There are a lot of different elements mixing together here, a lot of different sources of creepiness. First, dolls and children’s voices remind us of childhood and the passing of time. (Another article in the same CP reviewed a book about crying in front of paintings, and one of the main reasons people teared up was because the painting reminded them of the passing of time.)
Childhood was also the time when our understanding of the world began to form–and so the patterns we learned then persist. Again, it’s unsettling to be reminded of that.
Movies that use the symbols of childhood also cause us to fleetingly identify with children, and to remember what childhood was like: The world was uncanny to us then. There are so many gaps in children’s understanding. The use of children’s voices or toys–especially when those symbols are removed from images of actual children, so they can’t be fit into any narrative–recalls us to the child’s perspective, which is often a very lost perspective.
And finally, children have a different form of consciousness from adults. This obviously isn’t a rigid distinction; it’s a blurry line. But children don’t yet have the rationality that almost all adults develop. Their mindset is strange, allusive, secretive yet often lacking in self-consciousness (or what Harold Bloom calls “self-overhearing”). Children are very resonant–they pick up on unspoken messages, and they make unusual, imaginative connections between objects and emotions. They’ll say things that seem irrelevant or disjointed, but that “make sense” from their perspective.
I think we’re somewhat tripped out, unnerved, caught off guard, by the idea of sharing “our world” with these other consciousnesses who can seem so alien. Childhood has been around a good while (just read two reviews of Medieval Children, a very nifty-sounding book that attacks the belief that childhood as a separate stage of life was invented by moderns–and one review mentioned the awesome books of Iona and Peter Opie, which you should check out), but there are reasons contemporary society might find kids especially uncanny.

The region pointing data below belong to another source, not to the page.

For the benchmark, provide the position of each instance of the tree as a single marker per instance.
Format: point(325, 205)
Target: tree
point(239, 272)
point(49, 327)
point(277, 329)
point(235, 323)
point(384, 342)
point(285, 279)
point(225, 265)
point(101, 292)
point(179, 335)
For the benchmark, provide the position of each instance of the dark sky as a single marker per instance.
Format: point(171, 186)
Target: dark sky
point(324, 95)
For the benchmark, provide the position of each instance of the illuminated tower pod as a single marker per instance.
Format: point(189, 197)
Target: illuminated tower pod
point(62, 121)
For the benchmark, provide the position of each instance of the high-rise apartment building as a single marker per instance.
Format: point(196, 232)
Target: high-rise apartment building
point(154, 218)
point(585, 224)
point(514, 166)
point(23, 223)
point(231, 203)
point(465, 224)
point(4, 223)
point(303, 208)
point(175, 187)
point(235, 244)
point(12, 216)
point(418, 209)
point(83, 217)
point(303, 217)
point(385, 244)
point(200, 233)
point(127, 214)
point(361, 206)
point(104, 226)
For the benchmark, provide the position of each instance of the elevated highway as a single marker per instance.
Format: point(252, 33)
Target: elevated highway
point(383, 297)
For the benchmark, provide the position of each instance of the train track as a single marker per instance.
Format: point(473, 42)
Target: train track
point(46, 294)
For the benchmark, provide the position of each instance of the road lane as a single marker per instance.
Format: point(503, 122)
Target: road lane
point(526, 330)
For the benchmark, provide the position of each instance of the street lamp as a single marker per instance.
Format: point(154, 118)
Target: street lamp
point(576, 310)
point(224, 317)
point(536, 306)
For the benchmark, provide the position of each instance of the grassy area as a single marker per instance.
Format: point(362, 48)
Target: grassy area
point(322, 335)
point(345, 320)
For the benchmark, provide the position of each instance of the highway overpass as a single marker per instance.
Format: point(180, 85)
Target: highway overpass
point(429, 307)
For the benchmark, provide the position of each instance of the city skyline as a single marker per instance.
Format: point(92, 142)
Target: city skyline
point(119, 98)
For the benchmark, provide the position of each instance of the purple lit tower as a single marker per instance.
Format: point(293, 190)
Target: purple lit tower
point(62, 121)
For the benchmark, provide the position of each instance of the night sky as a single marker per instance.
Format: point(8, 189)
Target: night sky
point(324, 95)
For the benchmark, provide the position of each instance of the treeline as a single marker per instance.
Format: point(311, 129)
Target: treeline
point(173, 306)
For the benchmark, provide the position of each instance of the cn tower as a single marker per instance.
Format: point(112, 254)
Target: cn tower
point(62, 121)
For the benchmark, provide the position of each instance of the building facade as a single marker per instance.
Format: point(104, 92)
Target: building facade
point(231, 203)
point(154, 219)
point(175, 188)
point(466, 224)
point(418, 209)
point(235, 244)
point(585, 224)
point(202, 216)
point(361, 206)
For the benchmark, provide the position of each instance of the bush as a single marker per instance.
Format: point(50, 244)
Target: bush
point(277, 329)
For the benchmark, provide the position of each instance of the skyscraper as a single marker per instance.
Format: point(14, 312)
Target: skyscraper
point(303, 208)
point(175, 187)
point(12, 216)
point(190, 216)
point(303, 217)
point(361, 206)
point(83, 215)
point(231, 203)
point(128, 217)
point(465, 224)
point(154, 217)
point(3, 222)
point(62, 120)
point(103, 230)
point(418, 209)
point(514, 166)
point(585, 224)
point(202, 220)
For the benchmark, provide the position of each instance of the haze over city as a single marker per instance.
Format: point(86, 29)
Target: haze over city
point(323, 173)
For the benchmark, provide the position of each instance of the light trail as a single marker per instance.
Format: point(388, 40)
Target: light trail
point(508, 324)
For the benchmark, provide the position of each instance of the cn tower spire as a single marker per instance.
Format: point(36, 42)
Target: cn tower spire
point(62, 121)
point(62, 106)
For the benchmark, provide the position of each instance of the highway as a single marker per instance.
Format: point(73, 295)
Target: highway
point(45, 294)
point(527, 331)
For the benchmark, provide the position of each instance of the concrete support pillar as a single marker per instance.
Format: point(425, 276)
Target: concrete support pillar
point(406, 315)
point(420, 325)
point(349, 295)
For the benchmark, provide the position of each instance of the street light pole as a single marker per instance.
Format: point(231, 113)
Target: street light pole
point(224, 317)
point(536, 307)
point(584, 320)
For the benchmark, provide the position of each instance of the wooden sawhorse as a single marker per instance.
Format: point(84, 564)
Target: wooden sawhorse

Modern, liberal society structured itself to value and accommodate rational, self-interested adults. It built itself on metaphors of the marketplace; it most often justified its freedoms by pointing out the wise use that rational self-interested adults would make of liberty. Much of that philosophy–especially as you move farther from metaphysics and closer to prudential policy judgments–does make sense. But our society has emphasized rationality to the point that we find it hard to even accept that not-yet-rational or less-rational humans are worthy of equal protection. (I should acknowledge that in one area–treatment of mental illness–contemporary society is much better than pretty much all of its predecessors.) I blogged a bit about this here: Children don’t exhibit the qualities that we associate with citizens in liberal societies. They’re not equal, they’re not rational. And when there is no alternative reason to value someone except his rationality, his equality, or his efficiency, children will confuse us. We know we’re supposed to value them, so we retreat into sugary sentimentality (“it’s for the children!”), but in fact we find them uncanny and not-quite-right.